O trecho suspenso autorizava a quitação dessas despesas até 31 de dezembro de 2026, incluindo cerca de R$ 1 bilhão provenientes de RP 9, dentro de um total estimado em R$ 1,9 bilhão de emendas parlamentares inscritas como restos a pagar. O impacto potencial para as contas públicas é calculado em aproximadamente R$ 3 bilhões.
Decisão liminar
A medida foi tomada em ação apresentada por deputados federais e pelo partido Rede Sustentabilidade. Dino afirmou que a revalidação de restos a pagar cancelados “ressuscita modalidade de emenda cuja própria existência foi reputada inconstitucional” pelo STF. O ministro deu prazo de dez dias para que a Presidência da República explique a compatibilidade da medida com as regras de responsabilidade fiscal e com o plano de trabalho já homologado pela Corte.

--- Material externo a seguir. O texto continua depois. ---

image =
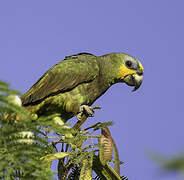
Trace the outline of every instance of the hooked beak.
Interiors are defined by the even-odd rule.
[[[141,86],[142,84],[142,81],[143,81],[143,74],[131,74],[131,75],[128,75],[124,78],[124,82],[129,85],[129,86],[134,86],[134,89],[132,90],[133,91],[136,91],[137,89],[139,89],[139,87]]]

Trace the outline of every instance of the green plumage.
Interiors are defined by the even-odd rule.
[[[124,56],[130,57],[122,53],[68,56],[30,88],[21,98],[22,104],[38,116],[59,113],[67,121],[79,112],[81,105],[92,105],[118,82],[116,74],[124,63]]]

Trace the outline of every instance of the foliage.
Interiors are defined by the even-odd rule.
[[[0,179],[51,179],[50,167],[40,158],[52,147],[29,113],[14,101],[17,94],[0,82]]]

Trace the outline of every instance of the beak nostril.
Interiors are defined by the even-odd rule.
[[[143,75],[143,72],[142,72],[142,71],[139,71],[139,72],[137,72],[137,74],[138,74],[139,76],[142,76],[142,75]]]

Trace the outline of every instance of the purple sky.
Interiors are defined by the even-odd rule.
[[[141,88],[114,85],[90,120],[115,122],[121,174],[130,180],[181,180],[160,173],[149,153],[184,150],[183,7],[182,0],[0,1],[0,79],[26,92],[66,55],[135,56],[145,68]]]

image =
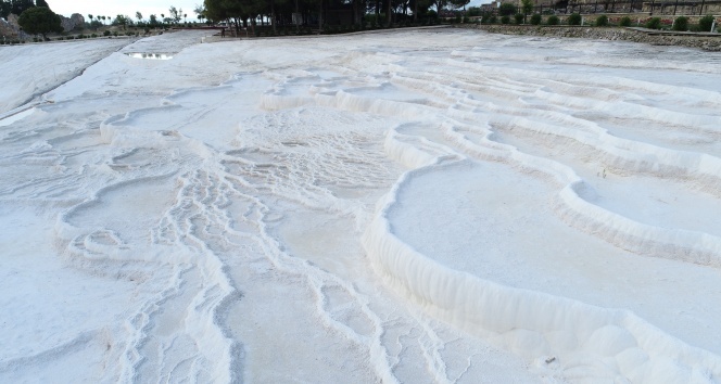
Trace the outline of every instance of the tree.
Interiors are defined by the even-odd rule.
[[[49,33],[60,34],[63,31],[60,16],[45,7],[34,7],[26,10],[20,15],[17,24],[28,34],[42,35],[43,40],[48,40]]]
[[[509,16],[513,14],[516,14],[516,5],[509,3],[509,2],[504,2],[498,7],[498,14],[502,16]]]
[[[521,10],[523,11],[523,24],[526,24],[526,16],[533,12],[533,0],[521,0]]]
[[[8,18],[11,9],[12,4],[10,3],[10,0],[0,0],[0,17]]]
[[[175,24],[178,24],[180,18],[182,18],[181,17],[182,9],[178,10],[178,9],[175,8],[175,5],[170,5],[170,9],[168,10],[168,12],[169,12],[169,14],[168,14],[169,18],[172,18]]]
[[[23,12],[35,7],[33,0],[11,0],[9,1],[9,3],[10,3],[10,13],[16,15],[22,15]]]
[[[125,16],[125,15],[117,15],[115,16],[115,20],[113,21],[113,25],[122,25],[123,30],[125,30],[125,27],[130,24],[130,17]]]

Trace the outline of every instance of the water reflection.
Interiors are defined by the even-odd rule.
[[[170,60],[173,59],[173,55],[169,55],[167,53],[142,53],[142,52],[135,52],[135,53],[127,53],[128,56],[134,57],[134,59],[149,59],[149,60]]]

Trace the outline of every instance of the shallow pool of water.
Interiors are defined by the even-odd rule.
[[[149,60],[170,60],[173,59],[173,55],[167,54],[167,53],[144,53],[144,52],[134,52],[134,53],[126,53],[128,56],[132,59],[149,59]]]

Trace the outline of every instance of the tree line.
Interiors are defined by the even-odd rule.
[[[376,24],[417,23],[445,9],[459,9],[470,0],[204,0],[199,17],[228,21],[238,31],[264,20],[273,27],[352,24],[362,26],[371,15]]]
[[[46,0],[0,0],[0,17],[7,20],[11,13],[20,16],[26,10],[35,7],[50,9]]]

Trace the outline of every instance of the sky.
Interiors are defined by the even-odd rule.
[[[53,12],[69,17],[73,13],[79,13],[86,18],[88,14],[102,15],[115,18],[123,14],[136,20],[136,12],[140,11],[142,17],[148,20],[151,14],[168,16],[170,5],[182,9],[188,14],[188,21],[197,21],[193,10],[203,3],[203,0],[47,0]]]

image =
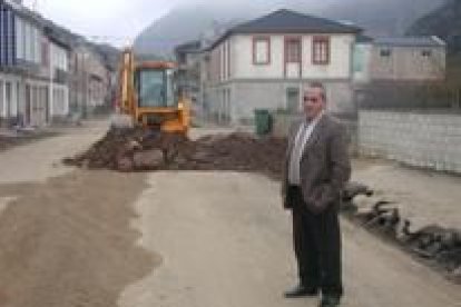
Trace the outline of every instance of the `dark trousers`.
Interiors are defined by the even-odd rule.
[[[293,200],[293,241],[300,280],[318,288],[323,295],[343,295],[341,267],[341,231],[339,206],[324,212],[308,211],[298,187],[291,187]]]

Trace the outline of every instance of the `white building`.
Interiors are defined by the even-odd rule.
[[[0,1],[0,125],[46,126],[67,116],[66,47],[19,2]]]
[[[278,10],[228,30],[208,50],[209,112],[252,122],[255,109],[298,111],[302,88],[316,80],[333,112],[355,110],[352,53],[359,28]]]
[[[438,37],[363,38],[354,50],[354,80],[439,81],[445,77],[447,44]]]

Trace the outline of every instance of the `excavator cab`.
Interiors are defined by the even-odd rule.
[[[187,135],[190,103],[178,93],[173,62],[136,63],[133,51],[126,50],[119,82],[119,112],[127,116],[134,126]]]

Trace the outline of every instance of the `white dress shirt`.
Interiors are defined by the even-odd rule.
[[[288,169],[288,182],[292,186],[301,185],[301,174],[300,174],[300,164],[301,158],[303,157],[304,148],[310,140],[312,133],[314,132],[315,127],[321,120],[323,112],[321,112],[315,119],[304,121],[300,125],[300,130],[297,131],[295,142],[292,149],[292,156],[290,159],[290,169]]]

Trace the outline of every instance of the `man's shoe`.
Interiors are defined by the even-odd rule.
[[[284,293],[286,298],[296,298],[303,296],[316,296],[318,295],[318,289],[314,287],[306,287],[303,285],[297,285],[293,289],[290,289]]]
[[[340,306],[341,298],[337,296],[324,296],[322,298],[320,307],[337,307]]]

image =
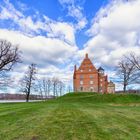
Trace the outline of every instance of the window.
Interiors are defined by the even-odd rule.
[[[93,84],[93,81],[90,81],[90,84]]]
[[[90,75],[89,78],[92,79],[93,78],[93,75]]]
[[[83,79],[84,78],[84,76],[83,75],[80,75],[80,79]]]
[[[93,87],[90,87],[90,91],[91,91],[91,92],[93,91]]]
[[[83,85],[83,81],[80,81],[80,85]]]

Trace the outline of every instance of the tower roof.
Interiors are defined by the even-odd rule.
[[[94,65],[92,64],[91,60],[88,58],[88,54],[86,53],[84,60],[82,61],[80,67],[78,70],[84,70],[84,71],[97,71]]]
[[[103,69],[102,67],[99,67],[99,68],[98,68],[98,71],[100,71],[100,70],[101,70],[101,71],[104,71],[104,69]]]

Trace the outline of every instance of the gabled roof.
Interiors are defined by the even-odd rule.
[[[99,67],[99,68],[98,68],[98,71],[100,71],[100,70],[104,71],[104,69],[103,69],[102,67]]]
[[[89,71],[89,69],[91,69],[91,71],[97,71],[95,66],[92,64],[91,60],[88,58],[88,54],[86,54],[86,56],[85,56],[84,60],[82,61],[78,71],[80,71],[80,70]]]

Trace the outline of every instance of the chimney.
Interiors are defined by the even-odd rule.
[[[88,58],[88,53],[86,53],[86,58]]]

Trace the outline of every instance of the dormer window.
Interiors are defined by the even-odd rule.
[[[90,79],[93,79],[93,75],[90,75],[89,78],[90,78]]]
[[[80,85],[83,85],[83,81],[80,81]]]
[[[84,76],[83,75],[80,75],[80,79],[83,79],[84,78]]]

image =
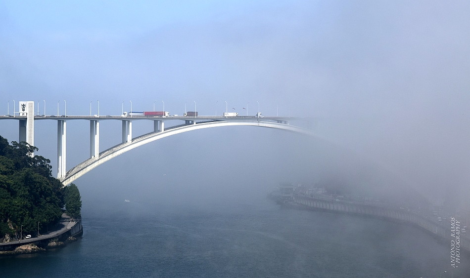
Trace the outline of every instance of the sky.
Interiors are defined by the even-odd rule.
[[[64,100],[67,115],[88,115],[90,102],[97,114],[99,101],[100,115],[114,115],[130,101],[137,111],[164,102],[180,115],[195,102],[210,115],[226,101],[254,115],[259,102],[265,116],[314,118],[322,139],[194,131],[123,155],[81,182],[105,183],[106,173],[141,184],[166,171],[171,184],[198,180],[212,191],[335,179],[374,187],[386,172],[430,200],[450,194],[470,206],[468,1],[83,2],[0,1],[0,115],[12,114],[13,100],[39,101],[41,114],[45,103],[47,115],[57,114],[57,102],[63,114]],[[0,135],[17,140],[17,124],[0,120]],[[68,124],[68,165],[88,158],[88,126]],[[100,127],[101,150],[119,142],[120,122]],[[54,167],[55,128],[38,122],[35,130],[38,154]]]

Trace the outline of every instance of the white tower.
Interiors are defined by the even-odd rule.
[[[26,120],[19,121],[19,141],[34,146],[34,102],[20,101],[19,105],[19,116],[26,117]]]

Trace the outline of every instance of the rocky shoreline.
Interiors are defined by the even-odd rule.
[[[12,251],[0,251],[0,256],[8,255],[21,255],[23,254],[31,254],[47,251],[48,249],[55,249],[65,246],[67,243],[77,240],[76,238],[69,237],[65,241],[59,241],[57,239],[51,240],[45,248],[38,247],[35,243],[28,243],[20,245]]]

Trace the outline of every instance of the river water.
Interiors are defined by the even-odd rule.
[[[264,196],[179,210],[123,200],[83,216],[81,239],[0,257],[0,276],[470,277],[468,256],[451,270],[450,243],[419,228]]]

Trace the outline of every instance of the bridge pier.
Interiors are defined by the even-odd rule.
[[[65,120],[57,121],[57,177],[65,176],[66,127]]]
[[[19,120],[19,140],[34,146],[34,102],[20,101],[19,116],[26,117],[26,119]],[[34,154],[31,154],[31,157]]]
[[[122,142],[131,143],[132,141],[132,121],[122,121]]]
[[[99,156],[99,121],[90,121],[90,158]]]
[[[153,132],[163,132],[165,123],[163,120],[154,120],[153,121]]]

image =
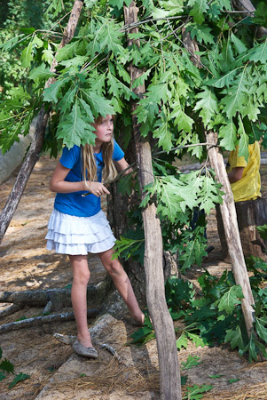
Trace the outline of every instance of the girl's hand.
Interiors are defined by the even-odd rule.
[[[87,181],[88,186],[85,190],[90,191],[92,195],[95,195],[97,197],[100,197],[102,195],[110,195],[110,192],[107,188],[100,182],[89,182]]]

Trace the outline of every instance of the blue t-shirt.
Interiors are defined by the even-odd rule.
[[[102,170],[105,166],[103,161],[102,151],[95,153],[98,180],[101,182]],[[119,161],[124,157],[124,153],[114,140],[114,149],[113,160]],[[74,146],[68,149],[63,148],[63,153],[59,163],[66,168],[69,168],[70,172],[65,178],[68,182],[78,182],[82,180],[82,166],[81,148]],[[73,192],[73,193],[58,193],[55,198],[54,207],[60,212],[68,215],[75,215],[76,217],[91,217],[101,210],[101,199],[91,193],[85,197],[82,195],[87,191]]]

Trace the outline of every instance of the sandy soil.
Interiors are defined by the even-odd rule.
[[[44,236],[47,221],[53,204],[49,180],[55,161],[43,156],[30,177],[18,210],[0,247],[0,291],[22,291],[64,287],[71,283],[67,258],[45,249]],[[15,173],[1,186],[0,205],[4,205],[15,180]],[[267,191],[267,167],[262,168],[263,192]],[[188,273],[195,280],[207,268],[218,276],[231,266],[220,260],[220,244],[215,212],[208,216],[208,244],[215,250],[200,267]],[[90,257],[91,283],[97,284],[106,276],[97,257]],[[7,304],[0,304],[0,309]],[[24,316],[34,316],[43,308],[25,308],[8,317],[7,324]],[[0,382],[1,399],[157,399],[159,398],[158,360],[155,340],[141,348],[125,347],[134,328],[126,320],[113,320],[98,340],[114,347],[124,362],[118,364],[106,351],[98,348],[97,363],[77,359],[70,346],[59,342],[54,332],[75,335],[75,322],[55,323],[13,331],[1,335],[4,357],[15,366],[16,372],[30,374],[30,379],[9,390],[8,378]],[[211,384],[213,389],[203,399],[263,400],[267,399],[266,362],[249,364],[228,346],[195,348],[190,345],[179,352],[179,361],[189,355],[198,356],[201,364],[185,372],[188,385]],[[92,369],[94,370],[92,372]],[[210,375],[221,375],[212,379]],[[93,380],[90,376],[93,375]],[[104,379],[103,379],[104,378]],[[237,379],[230,383],[229,380]],[[46,386],[45,386],[46,385]],[[49,388],[50,392],[42,392]],[[63,389],[64,388],[64,389]],[[41,393],[41,395],[40,395]],[[51,394],[52,393],[52,394]],[[38,396],[39,395],[39,396]]]

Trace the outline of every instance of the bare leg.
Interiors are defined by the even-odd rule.
[[[90,279],[87,255],[69,255],[73,270],[71,300],[77,324],[77,339],[86,348],[92,347],[87,324],[87,284]]]
[[[135,293],[133,292],[130,279],[118,260],[112,260],[114,250],[99,252],[98,257],[105,268],[113,278],[115,287],[125,301],[130,314],[137,323],[143,324],[145,316],[142,313]]]

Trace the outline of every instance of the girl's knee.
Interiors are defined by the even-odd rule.
[[[111,260],[108,265],[105,266],[110,276],[119,276],[124,271],[122,264],[118,260]]]
[[[90,280],[90,270],[79,270],[78,268],[74,268],[73,276],[74,283],[87,285]]]

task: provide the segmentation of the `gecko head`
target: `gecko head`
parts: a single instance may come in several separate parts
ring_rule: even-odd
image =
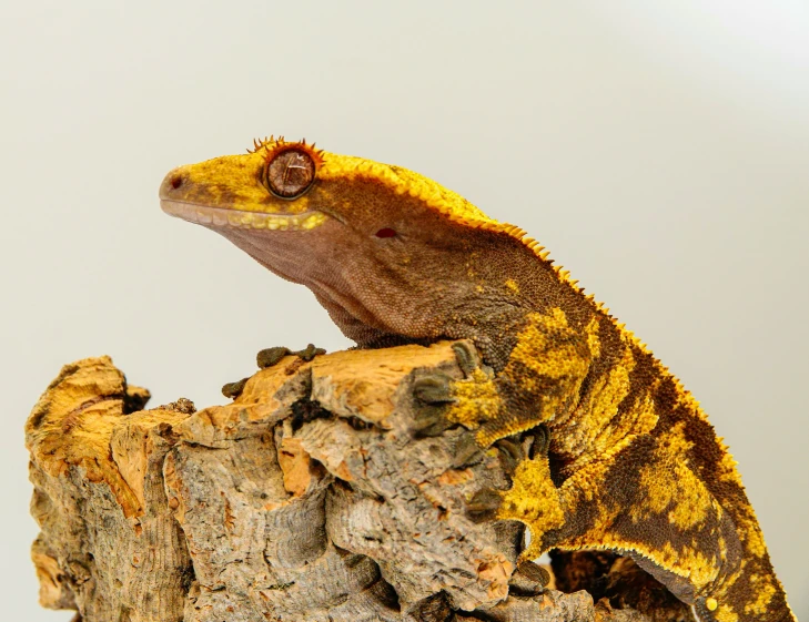
[[[160,198],[170,215],[214,230],[306,285],[360,345],[469,336],[459,327],[481,322],[487,305],[493,314],[514,305],[515,279],[502,295],[485,296],[510,269],[503,256],[509,243],[493,238],[526,251],[507,227],[432,180],[305,141],[270,139],[243,155],[180,166],[163,180]],[[510,264],[519,271],[520,262]]]

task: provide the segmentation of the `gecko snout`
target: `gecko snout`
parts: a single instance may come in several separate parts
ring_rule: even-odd
[[[176,197],[176,191],[182,188],[185,181],[186,175],[182,172],[182,169],[174,169],[170,171],[160,184],[160,198]]]

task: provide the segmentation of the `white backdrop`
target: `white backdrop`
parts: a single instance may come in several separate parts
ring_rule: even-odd
[[[17,2],[0,21],[4,615],[37,605],[22,425],[110,354],[223,401],[262,347],[350,344],[303,288],[164,216],[257,135],[406,166],[526,228],[730,445],[809,619],[809,4]]]

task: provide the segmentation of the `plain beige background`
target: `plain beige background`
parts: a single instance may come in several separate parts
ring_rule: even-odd
[[[23,421],[110,354],[154,405],[261,347],[350,344],[307,290],[164,216],[257,135],[414,169],[517,223],[702,401],[809,620],[809,4],[17,2],[2,64],[3,615],[38,609]]]

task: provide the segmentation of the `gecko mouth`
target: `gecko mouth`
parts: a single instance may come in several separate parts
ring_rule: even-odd
[[[259,231],[310,231],[322,225],[328,216],[323,212],[302,214],[262,214],[226,207],[211,207],[185,201],[161,198],[160,207],[183,221],[214,228],[239,228]]]

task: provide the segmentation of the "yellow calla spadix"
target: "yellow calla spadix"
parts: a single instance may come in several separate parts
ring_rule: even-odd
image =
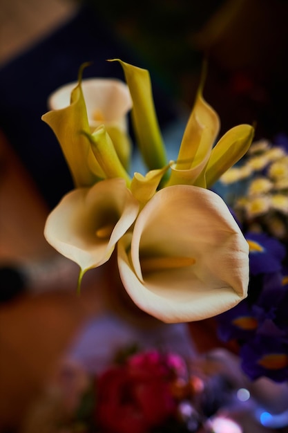
[[[118,243],[124,286],[166,322],[219,314],[247,294],[248,244],[224,202],[190,185],[161,190]]]
[[[64,196],[47,219],[44,234],[82,273],[105,263],[135,220],[138,202],[123,179],[107,179]]]

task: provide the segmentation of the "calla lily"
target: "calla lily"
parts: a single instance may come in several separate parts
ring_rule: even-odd
[[[166,322],[199,320],[247,294],[249,248],[222,199],[190,185],[157,192],[118,243],[124,286]]]
[[[161,180],[169,167],[170,165],[168,165],[162,169],[151,170],[146,176],[141,173],[134,173],[131,189],[135,198],[142,205],[146,204],[156,192]]]
[[[137,217],[138,202],[123,179],[108,179],[67,194],[48,216],[44,234],[83,274],[105,263]]]
[[[229,129],[213,148],[205,177],[207,187],[211,187],[247,151],[254,136],[254,129],[249,125],[240,125]]]
[[[133,100],[132,120],[137,142],[149,169],[160,169],[167,164],[152,95],[150,75],[146,69],[133,66],[119,59]]]
[[[82,69],[80,69],[78,84],[71,93],[70,104],[48,111],[41,118],[57,138],[77,187],[91,186],[98,177],[103,177],[95,158],[93,169],[90,169],[88,163],[90,146],[82,133],[89,133],[90,128],[81,86],[81,73]],[[99,169],[98,171],[97,167]]]
[[[219,129],[219,118],[200,89],[167,185],[195,183],[209,160]],[[199,186],[206,187],[205,184]]]

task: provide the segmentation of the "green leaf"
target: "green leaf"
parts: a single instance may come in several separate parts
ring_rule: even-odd
[[[229,129],[212,149],[206,169],[207,187],[211,187],[247,151],[254,136],[254,128],[240,125]]]
[[[135,173],[131,182],[131,192],[134,197],[141,203],[145,204],[156,192],[161,180],[170,165],[162,169],[151,170],[146,176],[140,173]]]
[[[131,116],[137,143],[149,169],[162,168],[167,164],[165,147],[156,116],[148,71],[125,63],[119,59],[131,94],[133,106]]]
[[[167,186],[194,184],[208,162],[219,129],[218,116],[203,98],[200,87]]]
[[[122,178],[127,186],[131,178],[116,153],[112,140],[104,125],[92,133],[84,133],[91,145],[92,151],[106,178]]]

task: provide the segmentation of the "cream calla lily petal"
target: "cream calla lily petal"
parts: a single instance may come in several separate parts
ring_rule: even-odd
[[[88,166],[90,143],[81,133],[81,131],[89,133],[90,128],[81,79],[72,91],[70,104],[68,103],[64,108],[48,111],[41,118],[57,138],[75,186],[93,185],[96,181],[97,169],[91,171]],[[96,161],[95,163],[97,164]]]
[[[108,179],[68,193],[48,216],[44,234],[82,271],[105,263],[137,217],[137,201],[123,179]]]
[[[164,322],[209,317],[247,296],[248,244],[224,201],[207,190],[161,190],[140,213],[132,239],[118,245],[126,290]]]
[[[77,82],[69,83],[53,92],[48,101],[50,109],[52,111],[66,109],[70,104],[71,93],[79,85]],[[116,79],[88,78],[81,79],[81,89],[89,125],[88,128],[82,128],[82,130],[89,132],[90,128],[90,132],[93,132],[104,124],[121,163],[128,169],[132,149],[131,140],[127,133],[127,113],[132,108],[128,86]],[[44,120],[46,120],[45,118]],[[88,167],[92,172],[97,177],[105,178],[90,152],[88,157]]]
[[[48,99],[50,109],[68,107],[77,85],[77,82],[69,83],[53,92]],[[115,79],[88,78],[82,79],[81,87],[92,130],[103,123],[127,130],[126,114],[132,108],[132,99],[125,83]]]

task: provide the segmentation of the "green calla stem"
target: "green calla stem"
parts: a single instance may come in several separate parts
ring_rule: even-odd
[[[83,133],[88,138],[92,151],[108,178],[122,178],[127,187],[131,179],[124,168],[115,149],[112,140],[104,125],[99,127],[93,134]]]

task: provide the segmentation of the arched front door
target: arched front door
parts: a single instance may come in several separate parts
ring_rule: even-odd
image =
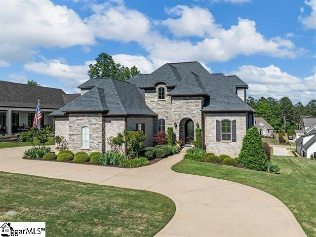
[[[185,142],[190,143],[194,140],[194,123],[192,119],[189,118],[184,124]]]

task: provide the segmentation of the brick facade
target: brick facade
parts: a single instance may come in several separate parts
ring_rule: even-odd
[[[246,114],[205,114],[205,144],[207,152],[215,155],[229,155],[232,158],[238,156],[241,149],[242,139],[246,134]],[[216,120],[236,120],[236,142],[216,141]]]

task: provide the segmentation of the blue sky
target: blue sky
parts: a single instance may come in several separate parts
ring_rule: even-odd
[[[105,52],[149,73],[198,61],[256,98],[316,99],[316,0],[2,1],[0,79],[61,88]]]

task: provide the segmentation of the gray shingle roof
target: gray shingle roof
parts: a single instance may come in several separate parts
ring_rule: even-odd
[[[316,124],[316,118],[303,118],[304,127],[311,127]]]
[[[259,124],[260,122],[263,123],[268,129],[273,130],[274,128],[266,120],[261,117],[255,118],[255,124]]]
[[[192,73],[198,79],[195,80]],[[188,78],[189,77],[189,78]],[[198,62],[167,63],[151,74],[134,77],[129,80],[139,88],[153,87],[159,82],[165,81],[166,86],[176,85],[168,95],[176,96],[181,93],[199,94],[202,90],[209,96],[209,100],[203,111],[255,112],[236,94],[237,86],[248,86],[237,76],[226,76],[223,74],[211,74]],[[201,85],[193,88],[191,83]],[[178,88],[178,87],[180,88]]]
[[[0,106],[36,108],[40,100],[41,109],[59,109],[65,105],[60,89],[0,81]]]
[[[85,85],[84,87],[94,88],[62,108],[61,112],[99,112],[107,113],[108,115],[156,115],[146,105],[134,84],[105,78],[90,79],[83,84]],[[60,114],[59,112],[55,112],[56,115]]]

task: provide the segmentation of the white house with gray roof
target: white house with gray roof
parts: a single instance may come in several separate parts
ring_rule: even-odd
[[[0,81],[0,136],[10,137],[32,126],[38,101],[42,115],[42,126],[53,126],[48,115],[79,96],[60,89]]]
[[[207,151],[235,157],[253,125],[248,85],[236,76],[210,74],[198,62],[166,63],[128,82],[90,79],[79,88],[80,97],[50,115],[56,135],[74,152],[104,152],[107,139],[125,129],[143,129],[145,146],[152,146],[154,134],[171,126],[184,143],[200,127]]]

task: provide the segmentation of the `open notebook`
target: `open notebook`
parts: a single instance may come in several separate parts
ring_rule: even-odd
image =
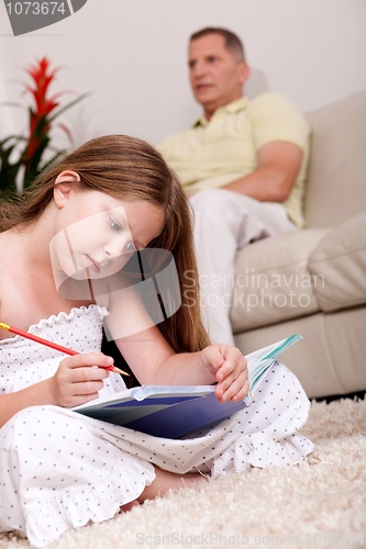
[[[96,419],[156,437],[179,438],[249,406],[268,369],[284,350],[299,339],[301,336],[296,334],[245,357],[248,366],[249,392],[243,401],[219,402],[214,395],[214,385],[142,385],[98,400],[95,404],[88,402],[73,410]]]

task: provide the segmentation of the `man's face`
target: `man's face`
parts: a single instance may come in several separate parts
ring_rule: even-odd
[[[189,45],[189,75],[195,98],[208,119],[213,112],[243,94],[249,69],[226,49],[221,34],[208,34]]]

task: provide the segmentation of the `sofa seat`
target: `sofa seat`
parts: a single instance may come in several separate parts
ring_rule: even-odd
[[[233,330],[267,326],[321,310],[309,256],[329,232],[308,228],[264,238],[236,255],[231,322]]]

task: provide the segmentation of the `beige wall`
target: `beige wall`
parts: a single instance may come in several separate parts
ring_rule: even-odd
[[[92,91],[63,117],[77,144],[106,133],[156,143],[200,112],[187,79],[188,35],[221,25],[245,42],[249,97],[270,89],[309,111],[366,89],[365,21],[364,0],[88,0],[73,16],[13,37],[0,2],[0,101],[18,101],[11,79],[47,55],[65,67],[54,92]],[[0,137],[25,127],[23,112],[0,109]]]

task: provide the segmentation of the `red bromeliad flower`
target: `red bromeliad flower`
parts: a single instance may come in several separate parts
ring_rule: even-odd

Embora liminar, a suspensão ainda precisará ser referendada pelo plenário do STF.
Tramitação do projeto
O PL 128/2025 foi aprovado pelo Senado na última quarta-feira (17) e aguarda sanção do presidente Luiz Inácio Lula da Silva, cujo prazo vai até 12 de janeiro. Caso o dispositivo seja vetado, o ato deverá ser comunicado ao relator no STF.
Antecedentes
Em dezembro de 2022, o STF declarou inconstitucionais as emendas RP 8 (de comissão) e RP 9. Posteriormente, o Congresso editou resolução alterando critérios de distribuição, mas o PSOL apontou descumprimento da decisão. Em agosto de 2024, Dino suspendeu os pagamentos até que fosse criado mecanismo de rastreabilidade. Em 2025, o STF homologou plano que obriga identificação de autores e beneficiários das emendas e liberou os repasses, sem prever reativação de restos a pagar.
Outros pontos do PL
Além das emendas, o projeto aprovado corta incentivos fiscais e eleva tributos sobre apostas on-line, fintechs e empresas que remuneram sócios por juros sobre capital próprio (JCP), com expectativa de aumentar a arrecadação em R$ 22,4 bilhões em 2026.
Ao justificar a liminar, Dino ressaltou que o país enfrenta “graves dificuldades fiscais” e que nenhum Poder pode criar ou ampliar despesas “abusivas, desproporcionais ou dissociadas das capacidades fiscais do Estado”.